We all figured that the Obama folks were holding back on Massachusetts so as not to play every card at once. Surely there would be another sustained campaign, perhaps closer to the conventions. After all, unlike Bain, Romney’s record in the only elective office he’s ever held is obviously prime hunting ground.
But so far, this new attack has gotten less attention than the Queen’s Diamond Jubilee or the Wisconsin recall. Maybe it’s harder to grab control of the conversation in June, when interest in the campaign is clearly flagging and cable news ratings are down.

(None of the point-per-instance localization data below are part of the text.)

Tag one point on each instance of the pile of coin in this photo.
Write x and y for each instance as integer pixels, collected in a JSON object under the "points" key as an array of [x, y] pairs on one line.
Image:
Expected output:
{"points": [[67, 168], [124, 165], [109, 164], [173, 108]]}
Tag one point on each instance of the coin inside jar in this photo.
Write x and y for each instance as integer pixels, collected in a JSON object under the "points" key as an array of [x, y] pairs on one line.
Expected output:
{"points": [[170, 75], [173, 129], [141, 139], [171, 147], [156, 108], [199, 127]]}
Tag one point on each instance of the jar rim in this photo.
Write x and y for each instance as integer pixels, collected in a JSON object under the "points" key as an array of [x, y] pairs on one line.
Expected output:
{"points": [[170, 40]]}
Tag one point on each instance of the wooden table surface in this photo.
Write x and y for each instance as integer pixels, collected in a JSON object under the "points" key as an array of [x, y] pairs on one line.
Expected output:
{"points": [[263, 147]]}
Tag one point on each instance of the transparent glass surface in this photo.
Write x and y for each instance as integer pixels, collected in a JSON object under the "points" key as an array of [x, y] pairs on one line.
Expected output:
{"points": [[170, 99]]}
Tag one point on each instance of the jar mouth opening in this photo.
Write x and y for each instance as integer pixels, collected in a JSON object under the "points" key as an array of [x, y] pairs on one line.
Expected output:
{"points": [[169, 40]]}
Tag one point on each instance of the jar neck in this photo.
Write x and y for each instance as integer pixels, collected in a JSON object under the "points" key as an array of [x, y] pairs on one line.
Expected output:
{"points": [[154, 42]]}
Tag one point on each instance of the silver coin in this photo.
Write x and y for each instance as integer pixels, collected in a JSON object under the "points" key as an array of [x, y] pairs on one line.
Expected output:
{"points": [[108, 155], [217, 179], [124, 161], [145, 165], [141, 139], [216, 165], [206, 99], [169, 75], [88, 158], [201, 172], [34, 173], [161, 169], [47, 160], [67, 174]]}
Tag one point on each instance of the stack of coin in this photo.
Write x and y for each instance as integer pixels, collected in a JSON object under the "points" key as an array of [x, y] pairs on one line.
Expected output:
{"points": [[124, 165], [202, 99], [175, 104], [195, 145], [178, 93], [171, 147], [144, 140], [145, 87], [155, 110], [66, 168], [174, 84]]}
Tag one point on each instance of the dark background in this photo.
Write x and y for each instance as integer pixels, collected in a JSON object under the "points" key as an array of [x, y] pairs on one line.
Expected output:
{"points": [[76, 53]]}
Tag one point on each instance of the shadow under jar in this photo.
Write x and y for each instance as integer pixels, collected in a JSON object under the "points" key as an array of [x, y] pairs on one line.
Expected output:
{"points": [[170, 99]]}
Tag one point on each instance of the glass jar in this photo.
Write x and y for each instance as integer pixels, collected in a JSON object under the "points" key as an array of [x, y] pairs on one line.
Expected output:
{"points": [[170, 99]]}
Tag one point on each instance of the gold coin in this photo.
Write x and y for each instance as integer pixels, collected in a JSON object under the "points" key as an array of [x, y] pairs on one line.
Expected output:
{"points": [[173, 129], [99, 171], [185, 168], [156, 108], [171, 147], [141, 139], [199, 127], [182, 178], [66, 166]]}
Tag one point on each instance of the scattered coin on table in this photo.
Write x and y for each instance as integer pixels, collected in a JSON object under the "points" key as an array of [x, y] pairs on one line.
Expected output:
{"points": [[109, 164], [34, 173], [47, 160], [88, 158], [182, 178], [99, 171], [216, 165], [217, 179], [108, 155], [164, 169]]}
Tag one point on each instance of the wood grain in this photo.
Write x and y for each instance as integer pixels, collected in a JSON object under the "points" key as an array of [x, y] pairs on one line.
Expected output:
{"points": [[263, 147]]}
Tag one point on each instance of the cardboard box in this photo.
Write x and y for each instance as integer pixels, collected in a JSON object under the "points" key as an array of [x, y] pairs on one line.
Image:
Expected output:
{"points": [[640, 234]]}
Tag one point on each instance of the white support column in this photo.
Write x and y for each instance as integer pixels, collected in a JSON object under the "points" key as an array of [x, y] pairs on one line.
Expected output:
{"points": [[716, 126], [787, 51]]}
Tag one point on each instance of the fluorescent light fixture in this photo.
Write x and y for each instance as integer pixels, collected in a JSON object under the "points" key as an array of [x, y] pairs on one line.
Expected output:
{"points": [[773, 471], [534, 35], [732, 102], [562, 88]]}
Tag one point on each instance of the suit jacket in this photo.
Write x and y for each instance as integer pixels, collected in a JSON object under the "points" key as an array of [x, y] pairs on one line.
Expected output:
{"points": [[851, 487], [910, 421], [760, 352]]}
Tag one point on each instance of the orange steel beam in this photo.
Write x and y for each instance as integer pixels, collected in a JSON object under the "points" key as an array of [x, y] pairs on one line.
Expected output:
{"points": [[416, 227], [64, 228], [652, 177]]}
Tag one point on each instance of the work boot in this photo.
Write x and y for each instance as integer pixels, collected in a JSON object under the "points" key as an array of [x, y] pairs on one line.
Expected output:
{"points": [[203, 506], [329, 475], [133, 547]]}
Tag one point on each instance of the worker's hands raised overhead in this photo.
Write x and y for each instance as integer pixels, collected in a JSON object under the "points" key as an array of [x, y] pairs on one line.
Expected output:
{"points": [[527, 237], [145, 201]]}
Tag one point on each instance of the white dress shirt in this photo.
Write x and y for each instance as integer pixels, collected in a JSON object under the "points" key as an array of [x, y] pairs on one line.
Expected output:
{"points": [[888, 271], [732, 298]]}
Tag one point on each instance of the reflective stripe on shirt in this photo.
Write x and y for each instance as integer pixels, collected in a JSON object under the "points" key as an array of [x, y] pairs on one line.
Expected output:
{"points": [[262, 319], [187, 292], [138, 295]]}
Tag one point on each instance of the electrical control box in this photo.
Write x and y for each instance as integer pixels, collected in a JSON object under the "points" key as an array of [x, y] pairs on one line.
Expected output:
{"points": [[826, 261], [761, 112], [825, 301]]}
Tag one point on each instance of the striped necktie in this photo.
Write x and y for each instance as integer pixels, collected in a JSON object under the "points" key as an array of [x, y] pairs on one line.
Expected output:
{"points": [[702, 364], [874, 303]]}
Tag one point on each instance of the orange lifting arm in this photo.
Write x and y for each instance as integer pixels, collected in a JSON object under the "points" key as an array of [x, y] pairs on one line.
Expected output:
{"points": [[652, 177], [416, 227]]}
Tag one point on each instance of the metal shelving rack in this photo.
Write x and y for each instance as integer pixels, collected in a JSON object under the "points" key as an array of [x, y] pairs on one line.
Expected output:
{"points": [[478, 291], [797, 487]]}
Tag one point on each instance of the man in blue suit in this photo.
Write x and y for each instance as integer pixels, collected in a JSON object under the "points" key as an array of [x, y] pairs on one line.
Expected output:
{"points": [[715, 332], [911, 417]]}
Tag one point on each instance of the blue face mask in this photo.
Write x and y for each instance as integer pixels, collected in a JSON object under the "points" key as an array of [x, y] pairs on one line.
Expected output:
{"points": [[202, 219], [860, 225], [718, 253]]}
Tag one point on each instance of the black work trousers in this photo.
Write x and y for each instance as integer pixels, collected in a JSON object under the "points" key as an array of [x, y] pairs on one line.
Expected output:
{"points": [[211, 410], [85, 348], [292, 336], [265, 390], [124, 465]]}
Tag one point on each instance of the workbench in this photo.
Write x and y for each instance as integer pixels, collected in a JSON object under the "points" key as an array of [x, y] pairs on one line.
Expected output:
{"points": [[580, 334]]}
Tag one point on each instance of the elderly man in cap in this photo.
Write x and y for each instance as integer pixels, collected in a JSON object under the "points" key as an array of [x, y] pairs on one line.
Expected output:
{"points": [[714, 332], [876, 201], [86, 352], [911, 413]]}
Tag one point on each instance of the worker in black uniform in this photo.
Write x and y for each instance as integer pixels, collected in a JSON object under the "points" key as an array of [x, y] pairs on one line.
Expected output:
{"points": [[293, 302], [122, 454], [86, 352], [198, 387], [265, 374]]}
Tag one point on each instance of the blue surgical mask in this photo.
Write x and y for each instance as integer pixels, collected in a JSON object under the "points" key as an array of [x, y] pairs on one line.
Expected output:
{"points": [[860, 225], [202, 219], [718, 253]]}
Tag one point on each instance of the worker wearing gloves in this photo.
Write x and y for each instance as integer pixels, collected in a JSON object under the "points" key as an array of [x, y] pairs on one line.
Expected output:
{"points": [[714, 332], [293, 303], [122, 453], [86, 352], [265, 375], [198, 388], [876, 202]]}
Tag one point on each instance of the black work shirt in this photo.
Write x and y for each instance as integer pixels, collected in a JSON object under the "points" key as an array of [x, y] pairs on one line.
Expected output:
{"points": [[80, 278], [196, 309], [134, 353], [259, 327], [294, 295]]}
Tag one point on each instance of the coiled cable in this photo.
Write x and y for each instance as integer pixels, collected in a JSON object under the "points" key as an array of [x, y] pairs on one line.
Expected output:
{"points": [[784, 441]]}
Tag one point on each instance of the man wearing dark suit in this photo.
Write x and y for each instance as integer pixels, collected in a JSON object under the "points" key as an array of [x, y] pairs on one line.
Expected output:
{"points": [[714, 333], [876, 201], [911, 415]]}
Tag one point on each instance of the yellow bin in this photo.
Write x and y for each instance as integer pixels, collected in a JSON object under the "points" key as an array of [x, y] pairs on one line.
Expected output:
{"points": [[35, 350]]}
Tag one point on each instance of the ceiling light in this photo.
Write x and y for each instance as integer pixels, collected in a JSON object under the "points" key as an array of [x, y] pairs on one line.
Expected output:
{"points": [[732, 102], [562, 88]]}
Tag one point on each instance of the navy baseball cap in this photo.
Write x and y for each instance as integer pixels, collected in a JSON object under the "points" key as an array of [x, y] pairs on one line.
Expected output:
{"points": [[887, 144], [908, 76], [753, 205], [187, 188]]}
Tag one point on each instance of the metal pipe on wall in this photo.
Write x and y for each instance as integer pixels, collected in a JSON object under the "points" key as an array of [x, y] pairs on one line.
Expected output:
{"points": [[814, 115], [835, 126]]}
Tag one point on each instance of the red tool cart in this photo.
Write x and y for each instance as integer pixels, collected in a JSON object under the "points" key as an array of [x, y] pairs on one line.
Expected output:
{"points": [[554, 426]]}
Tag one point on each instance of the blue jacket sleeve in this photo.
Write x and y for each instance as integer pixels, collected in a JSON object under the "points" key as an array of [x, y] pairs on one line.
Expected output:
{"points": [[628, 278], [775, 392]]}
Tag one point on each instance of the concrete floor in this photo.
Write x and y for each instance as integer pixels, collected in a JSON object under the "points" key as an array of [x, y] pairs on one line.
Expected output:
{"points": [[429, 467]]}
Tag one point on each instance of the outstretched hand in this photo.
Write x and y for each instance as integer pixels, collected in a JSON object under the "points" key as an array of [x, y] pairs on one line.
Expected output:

The Obama TV ad starts with a well-known statistic: “When Mitt Romney was governor, Massachusetts lost 40,000 manufacturing jobs, a rate twice the national average, and fell to 47 in job creation, fourth from the bottom.” The spot then spits out these criticisms: Romney “outsourced call center jobs in India” and “cut taxes for millionaires like himself while raising them on the middle class,” deepening the state’s debt. The tag line: “We’ve heard it all before.”
Whether this gets any traction depends on whether voters believe one man can turn around a state’s economy in four years. Aren’t governors battered by national economic wins? Aren’t call centers outsourced to India in lots of states?
In a conference call Monday, Obama strategist David Axelrod accused the Romney campaign of "breathtaking hypocrisy," saying his surrogates had argued on television that "you can't really include his first year" because of the difficult financial picture he inherited in Massachusetts.
"That's not the standard to which Governor Romney has held this president...The question really is, are they kidding? Do they expect people to take this seriously?"
Romney spokeswoman Andrea Saul was happy to play the dueling statistics game. "We are happy to compare Governor Romney’s record of positive job creation and a 4.7% unemployment rate in Massachusetts to President Obama’s record of declining job growth and 40 straight months of unemployment above 8%," she shot back in an e-mail.
Perhaps the standard political dissection of a gubernatorial record is too dull to break through the media static these days, lacking the sexier dimension of whether the attack on Bain was an assault on free-market capitalism. Or perhaps people are just more concerned with Friday’s anemic jobs report, in which the unemployment rate blipped up to 8.2 percent.
This is undoubtedly just the first round, but I suspect that Massachusetts won't be front and center until the campaigner-in-chief breaks out his megaphone.